逆プロポーズした恋の顛末
「本当に、今日二人にお会いできてよかったわ」
玄関先までわたしたちを見送ってくれた夕雨子さんは、ホッとしたような笑みを浮かべていた。
これでもう心残りはないと言わんばかりの彼女に、どうしても引っかかるものを感じ、つい訊ねてしまう。
「あの……入院先は、面会可能なんですよね?」
「ええ。でも、面会希望は基本的には断ってもらうつもりよ。来ていただいても、たぶんお話できる状態ではないだろうし。入院すること自体、息子以外には知らせていないの。秘密にしているわけではないけれど、自分からわざわざ言うようなことでもないでしょう?」
「つまり、息子さん以外は、夕雨子さんがどこにいるのかもわからず、面会もできない……」
「ええ。そもそも、面会に来てくれるような家族はいないもの。息子に話したのも、いろいろな手続きのために、しかたなくよ」
立見家は、家族仲が良好ではなさそうだと察していたものの、まさかそこまでとは思っていなかったので、驚いた。
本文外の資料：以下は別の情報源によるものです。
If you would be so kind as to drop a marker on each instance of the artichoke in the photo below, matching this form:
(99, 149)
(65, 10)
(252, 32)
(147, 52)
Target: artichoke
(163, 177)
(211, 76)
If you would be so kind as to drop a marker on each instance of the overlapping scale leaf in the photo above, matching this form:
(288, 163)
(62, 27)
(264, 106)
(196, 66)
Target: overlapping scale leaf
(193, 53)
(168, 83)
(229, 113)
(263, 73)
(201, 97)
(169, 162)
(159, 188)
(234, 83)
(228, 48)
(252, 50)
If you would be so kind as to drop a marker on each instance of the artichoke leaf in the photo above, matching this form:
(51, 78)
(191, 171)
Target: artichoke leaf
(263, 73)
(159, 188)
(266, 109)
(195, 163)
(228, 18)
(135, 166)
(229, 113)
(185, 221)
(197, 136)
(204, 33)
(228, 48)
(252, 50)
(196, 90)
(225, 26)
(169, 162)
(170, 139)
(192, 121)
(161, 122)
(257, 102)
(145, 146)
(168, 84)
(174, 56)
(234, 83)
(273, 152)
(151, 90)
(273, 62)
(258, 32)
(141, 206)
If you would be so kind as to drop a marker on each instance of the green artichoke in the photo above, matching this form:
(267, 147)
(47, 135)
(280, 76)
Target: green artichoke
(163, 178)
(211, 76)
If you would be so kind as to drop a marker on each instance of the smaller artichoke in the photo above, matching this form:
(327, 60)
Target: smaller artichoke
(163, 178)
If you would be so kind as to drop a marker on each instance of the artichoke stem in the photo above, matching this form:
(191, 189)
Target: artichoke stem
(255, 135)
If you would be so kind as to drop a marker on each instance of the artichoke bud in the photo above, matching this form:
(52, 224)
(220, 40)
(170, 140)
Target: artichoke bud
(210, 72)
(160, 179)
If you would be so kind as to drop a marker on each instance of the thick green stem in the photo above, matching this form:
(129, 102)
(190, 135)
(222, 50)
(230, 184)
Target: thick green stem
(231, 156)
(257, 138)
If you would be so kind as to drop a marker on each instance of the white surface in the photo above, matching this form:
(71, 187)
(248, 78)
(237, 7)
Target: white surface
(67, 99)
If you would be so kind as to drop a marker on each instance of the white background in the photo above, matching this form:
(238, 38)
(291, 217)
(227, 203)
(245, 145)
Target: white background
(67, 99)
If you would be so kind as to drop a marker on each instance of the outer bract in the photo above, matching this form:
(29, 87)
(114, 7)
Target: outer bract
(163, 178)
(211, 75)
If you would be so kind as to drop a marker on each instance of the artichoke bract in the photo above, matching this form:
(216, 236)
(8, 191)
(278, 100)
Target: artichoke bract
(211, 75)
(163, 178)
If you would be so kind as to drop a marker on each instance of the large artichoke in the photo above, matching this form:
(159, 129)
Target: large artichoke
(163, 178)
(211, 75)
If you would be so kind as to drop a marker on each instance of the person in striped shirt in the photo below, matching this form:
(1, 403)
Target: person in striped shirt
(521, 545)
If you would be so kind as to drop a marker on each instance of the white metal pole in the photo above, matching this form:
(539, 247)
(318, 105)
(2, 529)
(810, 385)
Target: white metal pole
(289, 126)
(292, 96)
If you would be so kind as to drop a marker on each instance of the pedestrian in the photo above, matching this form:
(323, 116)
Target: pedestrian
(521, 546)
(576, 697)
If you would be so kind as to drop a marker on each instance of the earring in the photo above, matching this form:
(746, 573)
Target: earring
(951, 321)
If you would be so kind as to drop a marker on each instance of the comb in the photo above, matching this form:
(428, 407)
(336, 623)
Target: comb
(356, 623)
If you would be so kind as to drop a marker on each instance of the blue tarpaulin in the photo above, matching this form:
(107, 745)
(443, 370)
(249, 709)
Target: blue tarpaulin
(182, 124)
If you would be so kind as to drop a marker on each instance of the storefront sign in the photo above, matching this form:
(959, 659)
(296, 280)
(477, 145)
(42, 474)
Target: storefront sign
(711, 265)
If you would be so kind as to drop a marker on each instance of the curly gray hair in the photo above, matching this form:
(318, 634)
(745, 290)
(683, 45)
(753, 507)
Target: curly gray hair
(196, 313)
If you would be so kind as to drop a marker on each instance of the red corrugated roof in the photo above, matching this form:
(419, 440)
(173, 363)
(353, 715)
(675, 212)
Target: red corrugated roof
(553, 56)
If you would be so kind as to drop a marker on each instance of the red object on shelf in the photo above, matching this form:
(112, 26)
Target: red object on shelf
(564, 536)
「律さん。わたしは『なくてはならない存在』に、なれなかったのよ。むしろ、『いなくなってほしい存在』だった。それが事実なの」
穏やかな表情で、もう諦めはついていると言って、夕雨子さんは大人しくわたしたちの会話が終わるのを待っていた幸生の頭を優しく撫でる。
「幸生くん。パパとママの言うことをよーく聞いて、立派なお医者さんになってね?」
「うん! なるよ! だから、ゆーこちゃんも、おじいちゃん先生と仲直りしてね?」
幸生が出した交換条件に、夕雨子さんは「できない」とは言わなかった。
その代わり、儚い笑みと共に呟いた。